What can we do to make our workspaces safer for everyone?

Wednesday June 28, 2017,

9 min Read

Shortly after the round of complaints of sexual harassment that came out against Mahesh Murthy in March 2017, I started looking into the processes that are in place to protect victims of such harassment. The Vishaka guidelines and the Sexual Harassment of Women at Workplace (Prevention, Prohibition and Redressal) Act, 2013, seemed well-meaning and rather more comprehensive and better thought-out than other laws of the time, although there are some provisions (not to mention the dependence on an enforcement system that is compromised from the very outset) that weaken it.

* The Law is aimed at protecting women, specifically, and not men or transgenders who may themselves be victims in some cases.

* In the event that a complainant is found guilty of making false allegations, she (because the Act does not, as stated above, believe that anyone else could have reason to complain) can be prosecuted. Since an act of sexual harassment is almost always between two people who share an unequal power balance, it is likely that the complainant might always feel that her case may not hold water – which may then be construed as proof of a false complaint, resulting in her being punished again.

* Also, given the unequal power balance, if the (alleged) perpetrator is someone the employer deems of significant value to the organization, there is nothing that discourages the company from overtly/covertly stacking the odds against the victim. The worst penalty a company might face for interference is a slap on the wrist.

* The District Officer, who must be appointed by the local government (state/central), must in turn constitute Local Complaints Committee to oversee the Internal Complaints Committee that is set up at each employer.

A few weeks ago, the Minister for Women and Child Development Ms Maneka Gandhi announced the setting up of an e-portal through which female employees of the Central Government of India could seek redressal for such crimes. That’s a big step because, by eliminating the need to physically complain, the move will encourage more victims to come forward and speak up. However, details about the process flow within the portal are still sketchy.

I’d put together a list of tweaks on the policy front a couple of months ago, but it’s only now that I’m actually setting it down here on the blog. Take a look, and let me know what you think.

1) Definition for sexual harassment: Eliminate the gender bias because an SH case could have just about any possible combination of perpetrator and victim. While the 2013 Act clearly defines what constitutes an act that can be construed as sexual harassment, in light of the new-age amorphous relationships (such as between a mentor or funder, and someone seeking his/her inputs), I’d change the definition to include any such act between people who have a professional relationship (client, colleague) Or between two people who do not have an official, professional relationship but may have a personal relationship where there is evidence that the transgression wasn’t solicited or welcomed

2) Where possible, the victim should have conveyed in writing (whatsapp, SMS or paper, with proof of receipt) that the transgression was unwelcome. The perpetrators’ next exchange of any form (oral or written) must be an acceptable apology (deliberate or accidental act of omission or commission) and no attempt must be made to lay the blame on the victim. The victim must not, after his/her warning, initiate or continue a conversation on any other matter with the transgressors, nor shall the transgressor. Any communication that can be even interpreted as unprofessional will be considered a repeat offense.

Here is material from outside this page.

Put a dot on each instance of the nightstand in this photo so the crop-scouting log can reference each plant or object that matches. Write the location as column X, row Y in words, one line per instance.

By encouraging women to speak up even at that stage, we may finally break through the psychological barrier where victims might feel vulnerable by doing so. They must be encouraged to put their foot down and know that their stance must be honored. It will also cut down on the “consent by silence” argument that is always put forward by the defendants in such cases.

3) All complaints must be filed online with a National Sexual Crimes Registry. There can be offline/physical helpline or counselling centres who can guide the victim through the trauma until they have the strength to start the fight for justice, but a provision for doing this personally (through written/oral/audio/video submissions] is mandatory. Complainant can choose to make it anonymous. [I thought of this before I knew there was an e-portal going to be put in place]

4) The Registry/portal will forward a complaint to the Chairman, Director or CEO of the company, unless they themselves are among the accused. In that case, either the board or a quasi-judicial authority will own the case.

5) The company, through the office of the CEO, has one working day to constitute a working committee to look into this. The short timeline is essential in reducing the chances of influence being brought to bear on the victim. In most cases, the odds of a successful investigation go down the longer the case is dragged on. Memories blur, creating reasonable doubt; the victim(s) and key witness(es) are subjected to influence, bribery and threats; judicial fatigue itself sets in, and the victim, despairing that justice delayed will result in justice denied, may simply lose the will to stand up and be heard.

If the Committee is not formed, or if it is hindered in any way from function, the CEO (and in his/her absence, the Chairman and the Board of Directors) must be arrested and remanded to Judicial custody, along with the senior-most officer of the company in charge of its Human Resources.

6) If the committee is unacceptable to the victim, Vic must provide reasons or proof of conflict of interest. Can also suggest members to the committee. The committee must have a minimum of 40 percent members acceptable to the victim.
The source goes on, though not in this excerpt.